Art of the Pop Portrait




Modernism / the art of the pop portrait / 1984-1989  

The 70’s were a time of continual change, following as they did on the wreckage of the revolutionary 60’s.  The 1980’s on the other hand, became a giant pop culture party; one that didn’t slow down until it completely exhausted itself in a burst of alternative revisionism.  An explosive vibrancy in music, the arts, architecture, and interior design dominated the 80’s.  Movements like Graffiti, Neo-Geo, Neo-Pop, Punk, Nu Wave, No Wave, and Memphis reigned.  Publications like The Face, Wet, and Slash, all combined to destroy previous notions of color and design rules, opening the way for a new modernism.  Into this overheated environment, Jim Evans broke from his past to reinvent the pop portrait.  For a brief moment in time, he turned from all his former influences, and instead found inspiration in New York clubs like Area, Mars, CBGB’s, Limelight, and The Palladium.  Parties became the palette; the cult of the pop personality had begun.

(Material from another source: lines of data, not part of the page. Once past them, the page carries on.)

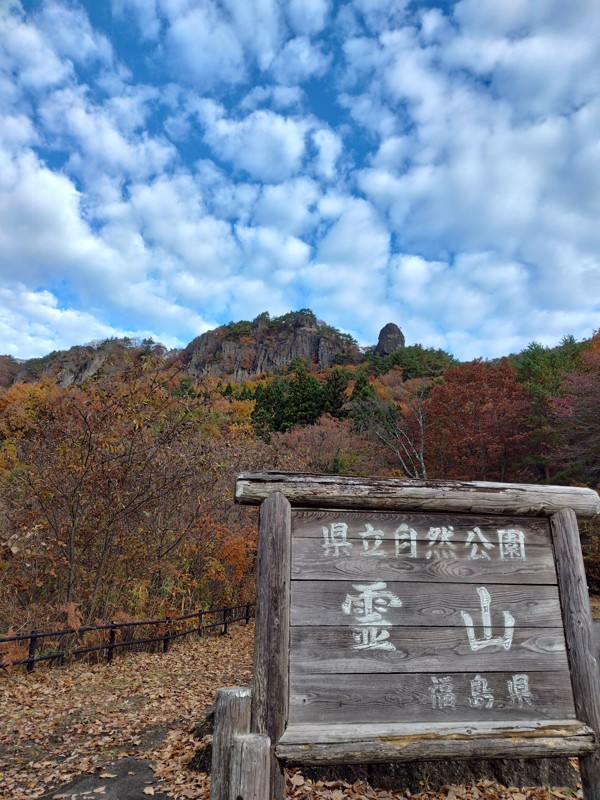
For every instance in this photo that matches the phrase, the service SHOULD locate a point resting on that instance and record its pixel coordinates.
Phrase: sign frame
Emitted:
(301, 743)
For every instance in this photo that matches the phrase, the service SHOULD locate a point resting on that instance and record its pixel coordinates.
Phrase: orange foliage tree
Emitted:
(477, 423)
(113, 496)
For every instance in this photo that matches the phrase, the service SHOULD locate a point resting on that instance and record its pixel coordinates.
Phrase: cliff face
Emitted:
(236, 352)
(243, 350)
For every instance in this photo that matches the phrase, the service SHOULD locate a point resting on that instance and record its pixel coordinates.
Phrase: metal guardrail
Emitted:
(169, 630)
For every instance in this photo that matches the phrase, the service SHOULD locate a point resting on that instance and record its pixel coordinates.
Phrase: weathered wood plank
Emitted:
(310, 562)
(309, 522)
(345, 733)
(392, 494)
(335, 744)
(423, 698)
(580, 638)
(330, 650)
(271, 638)
(319, 603)
(250, 757)
(232, 716)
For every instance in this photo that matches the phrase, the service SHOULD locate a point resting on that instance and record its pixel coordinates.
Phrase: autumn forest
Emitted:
(116, 491)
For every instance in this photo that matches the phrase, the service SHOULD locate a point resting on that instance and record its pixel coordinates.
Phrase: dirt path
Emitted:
(82, 720)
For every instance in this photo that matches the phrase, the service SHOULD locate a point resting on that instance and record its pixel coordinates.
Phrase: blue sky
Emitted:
(167, 166)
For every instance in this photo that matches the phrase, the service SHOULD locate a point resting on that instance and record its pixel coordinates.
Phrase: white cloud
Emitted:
(32, 323)
(298, 61)
(204, 49)
(24, 51)
(280, 97)
(329, 146)
(308, 17)
(289, 206)
(41, 229)
(146, 13)
(68, 31)
(268, 146)
(170, 215)
(258, 27)
(98, 141)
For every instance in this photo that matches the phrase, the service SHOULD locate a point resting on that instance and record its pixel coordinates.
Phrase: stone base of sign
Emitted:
(542, 772)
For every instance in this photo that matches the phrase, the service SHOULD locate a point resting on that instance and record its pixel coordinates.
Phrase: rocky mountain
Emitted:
(236, 352)
(243, 350)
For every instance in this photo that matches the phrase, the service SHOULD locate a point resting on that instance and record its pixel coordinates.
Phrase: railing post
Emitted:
(167, 636)
(110, 648)
(31, 653)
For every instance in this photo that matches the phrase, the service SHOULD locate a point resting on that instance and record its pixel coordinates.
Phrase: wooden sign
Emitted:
(424, 618)
(402, 620)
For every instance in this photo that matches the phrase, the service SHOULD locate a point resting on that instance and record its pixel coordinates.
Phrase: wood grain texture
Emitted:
(396, 495)
(270, 691)
(330, 651)
(308, 522)
(579, 634)
(319, 604)
(232, 716)
(335, 744)
(250, 757)
(309, 562)
(417, 698)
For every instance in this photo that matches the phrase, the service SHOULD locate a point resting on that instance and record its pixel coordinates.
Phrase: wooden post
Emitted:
(270, 697)
(31, 653)
(167, 636)
(111, 643)
(232, 717)
(250, 755)
(579, 634)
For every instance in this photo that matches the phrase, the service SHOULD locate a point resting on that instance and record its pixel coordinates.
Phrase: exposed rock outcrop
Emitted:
(242, 350)
(391, 339)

From 1984 through 1989, Evans sought to exploit the raw allure of star quality, by intersecting with the culture instead of critiquing it.  He created a body of work that manipulated the near-transcendence of simple attractiveness.  The media manufactures the supernatural sexuality of celebrities, allowing the pop portrait to eroticize the image by using enlargement, cropped isolation, and excessively refined printing, enshrining it.

Often working with the stars themselves, or in some cases fulfilling a commission by Playboy, various record labels, or the film studios, Evans created portraits of celebrities as diverse as Frank Sinatra, Marilyn Monroe, Elvis, Madonna, Stallone, Marlon Brando, and Lauren Bacall.  The portraits are illuminated with layer upon layer of patterns, freehand elaboration, non-referential collage elements, and other apparently random touches.  Evans’ approach to the pop portrait effectively enhances the seductive glory of the star, focusing solely on the star’s iconic “presence” – not on stage, not on screen, but in our minds.

Exploiting a uniquely singular period of creative exuberance from 1984-1989, Jim Evans embraced the mass-media canonization of celebrity as an experiment in artistic fetishization.  The series of pop portraits is a reflections of a civilization, dense with information and hungry for focus.  “These images,” says Evans, “are manifestos for the over stimulated.”